The physical perspective adopted in Sec. II allowed the dissection of nanopore boiling in different contributions: starting from the macroscopic ones due to confinement size and hydrophobicity expressed by Kelvin–Laplace Eq. (2) in Sec. II A, passing through the contributions characteristic of the nanoscale (e.g., curvature and line effects, Sec. II B), and arriving at the effects intrinsic to the pore structure (e.g., pore connectivity, flexibility, heterogeneities, Sec. II C) and of the fluid and extrinsic characteristics (temperature, cycle time, electric field, etc., Sec. II D). These physical insights may be useful to devise new solutions and quantitative tools (Sec. IV) to meet the technological requirements of energy materials (Sec. III A) and chromatographic columns (Sec. III B), e.g., tuning the intrusion/boiling hysteresis in HLS or designing HPLC stationary phases or protocols that allow to work with green solvents avoiding dewetting issues. Finally, a strong physical basis is key to understand the biological phenomenon of hydrophobic gating (Sec. III C), which is fundamentally the same as boiling in artificial nanopores but with all the complexity that was progressively unrolled in Sec. II occurring at once and in a mutually dependent way.

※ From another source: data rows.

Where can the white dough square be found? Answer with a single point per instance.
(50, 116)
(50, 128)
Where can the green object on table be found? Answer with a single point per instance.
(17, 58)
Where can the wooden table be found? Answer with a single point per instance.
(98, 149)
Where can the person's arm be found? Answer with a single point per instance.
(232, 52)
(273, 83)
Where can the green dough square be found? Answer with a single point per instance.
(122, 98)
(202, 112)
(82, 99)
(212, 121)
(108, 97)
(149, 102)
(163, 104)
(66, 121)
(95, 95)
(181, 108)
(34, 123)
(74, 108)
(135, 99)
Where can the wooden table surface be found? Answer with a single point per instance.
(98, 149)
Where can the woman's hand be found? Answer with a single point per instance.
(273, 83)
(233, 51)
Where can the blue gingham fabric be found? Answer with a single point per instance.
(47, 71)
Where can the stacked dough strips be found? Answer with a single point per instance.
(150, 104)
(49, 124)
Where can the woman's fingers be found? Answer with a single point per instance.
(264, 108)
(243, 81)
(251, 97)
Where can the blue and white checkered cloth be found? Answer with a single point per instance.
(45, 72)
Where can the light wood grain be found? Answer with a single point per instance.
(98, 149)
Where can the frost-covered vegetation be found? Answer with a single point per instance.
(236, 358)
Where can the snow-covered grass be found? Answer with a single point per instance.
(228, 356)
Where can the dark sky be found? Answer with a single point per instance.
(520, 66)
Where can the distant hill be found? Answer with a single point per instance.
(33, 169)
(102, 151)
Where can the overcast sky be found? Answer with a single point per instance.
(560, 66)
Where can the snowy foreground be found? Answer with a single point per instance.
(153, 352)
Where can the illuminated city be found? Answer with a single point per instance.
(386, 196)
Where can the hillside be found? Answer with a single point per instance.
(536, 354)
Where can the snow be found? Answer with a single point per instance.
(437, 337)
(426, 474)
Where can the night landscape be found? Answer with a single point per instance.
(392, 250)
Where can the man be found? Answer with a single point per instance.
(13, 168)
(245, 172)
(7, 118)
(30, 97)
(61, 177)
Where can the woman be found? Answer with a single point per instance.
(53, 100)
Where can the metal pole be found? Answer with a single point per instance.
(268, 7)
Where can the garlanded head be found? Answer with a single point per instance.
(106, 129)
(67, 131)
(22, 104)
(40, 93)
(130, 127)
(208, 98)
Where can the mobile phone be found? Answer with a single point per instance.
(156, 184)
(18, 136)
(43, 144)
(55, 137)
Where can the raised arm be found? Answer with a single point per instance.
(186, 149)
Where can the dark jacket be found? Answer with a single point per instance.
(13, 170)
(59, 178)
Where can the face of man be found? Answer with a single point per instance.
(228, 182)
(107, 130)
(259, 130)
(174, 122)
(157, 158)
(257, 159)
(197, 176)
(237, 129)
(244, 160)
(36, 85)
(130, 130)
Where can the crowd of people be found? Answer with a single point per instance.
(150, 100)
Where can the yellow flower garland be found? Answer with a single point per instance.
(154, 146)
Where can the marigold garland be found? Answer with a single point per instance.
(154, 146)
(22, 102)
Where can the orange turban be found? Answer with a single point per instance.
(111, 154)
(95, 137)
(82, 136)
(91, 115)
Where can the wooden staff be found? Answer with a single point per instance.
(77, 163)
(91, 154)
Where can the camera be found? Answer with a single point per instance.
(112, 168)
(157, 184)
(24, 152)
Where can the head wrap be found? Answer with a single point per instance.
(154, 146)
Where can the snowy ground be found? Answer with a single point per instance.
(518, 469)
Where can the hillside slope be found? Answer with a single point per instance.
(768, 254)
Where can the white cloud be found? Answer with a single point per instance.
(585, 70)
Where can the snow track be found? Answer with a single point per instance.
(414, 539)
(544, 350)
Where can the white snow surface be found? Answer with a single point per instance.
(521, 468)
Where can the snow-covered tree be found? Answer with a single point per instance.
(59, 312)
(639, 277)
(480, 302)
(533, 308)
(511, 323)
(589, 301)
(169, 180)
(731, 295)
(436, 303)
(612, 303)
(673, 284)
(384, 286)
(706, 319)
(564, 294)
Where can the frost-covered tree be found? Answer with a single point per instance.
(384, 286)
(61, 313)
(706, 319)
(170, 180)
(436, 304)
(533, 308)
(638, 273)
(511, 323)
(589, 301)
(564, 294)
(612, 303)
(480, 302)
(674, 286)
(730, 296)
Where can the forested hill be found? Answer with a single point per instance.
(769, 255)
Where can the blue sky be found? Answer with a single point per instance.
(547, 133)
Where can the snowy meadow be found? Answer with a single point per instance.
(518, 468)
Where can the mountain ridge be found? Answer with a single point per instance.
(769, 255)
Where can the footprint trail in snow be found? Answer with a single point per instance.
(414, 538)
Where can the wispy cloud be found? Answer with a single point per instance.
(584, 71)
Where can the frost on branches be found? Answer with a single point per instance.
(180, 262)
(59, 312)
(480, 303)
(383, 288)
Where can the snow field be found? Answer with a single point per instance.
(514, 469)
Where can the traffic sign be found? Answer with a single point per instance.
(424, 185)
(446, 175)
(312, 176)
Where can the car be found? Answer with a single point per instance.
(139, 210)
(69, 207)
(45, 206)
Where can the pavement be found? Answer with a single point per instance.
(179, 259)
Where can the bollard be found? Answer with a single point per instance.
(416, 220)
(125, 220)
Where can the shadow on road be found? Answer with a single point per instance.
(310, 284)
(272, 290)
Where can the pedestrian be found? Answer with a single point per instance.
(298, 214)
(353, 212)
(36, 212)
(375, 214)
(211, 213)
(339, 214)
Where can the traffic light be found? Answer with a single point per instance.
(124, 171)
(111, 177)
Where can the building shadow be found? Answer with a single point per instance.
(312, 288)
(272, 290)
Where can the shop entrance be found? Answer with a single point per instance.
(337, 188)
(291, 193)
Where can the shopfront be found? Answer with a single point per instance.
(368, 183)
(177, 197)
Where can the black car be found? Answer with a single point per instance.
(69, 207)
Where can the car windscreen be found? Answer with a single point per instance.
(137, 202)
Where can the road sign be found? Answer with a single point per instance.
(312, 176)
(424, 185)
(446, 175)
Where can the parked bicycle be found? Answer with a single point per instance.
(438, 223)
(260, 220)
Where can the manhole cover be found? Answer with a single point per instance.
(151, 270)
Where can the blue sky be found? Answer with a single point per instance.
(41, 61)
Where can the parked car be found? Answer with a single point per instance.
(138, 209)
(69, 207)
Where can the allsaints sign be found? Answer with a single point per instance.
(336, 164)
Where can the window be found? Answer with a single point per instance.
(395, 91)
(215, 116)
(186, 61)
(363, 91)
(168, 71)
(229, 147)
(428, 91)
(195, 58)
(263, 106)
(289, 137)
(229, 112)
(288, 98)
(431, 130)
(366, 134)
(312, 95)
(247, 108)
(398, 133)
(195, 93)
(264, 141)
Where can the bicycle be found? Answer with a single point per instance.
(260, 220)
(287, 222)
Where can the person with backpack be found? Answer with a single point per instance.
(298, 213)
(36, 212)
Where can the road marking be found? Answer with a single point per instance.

The author acknowledges Y. Grosu and S. Meloni for thoughtful discussions and G. Paulo for critically reading the manuscript. This research is part of a project that has received funding from the European Research Council (ERC) under the European Union’s Horizon 2020 research and innovation program (Grant Agreement No. 803213).

The authors have no conflicts to disclise.

A. Giacomello: Conceptualization (lead).

Data sharing is not applicable to this article as no new data were created or analyzed in this study.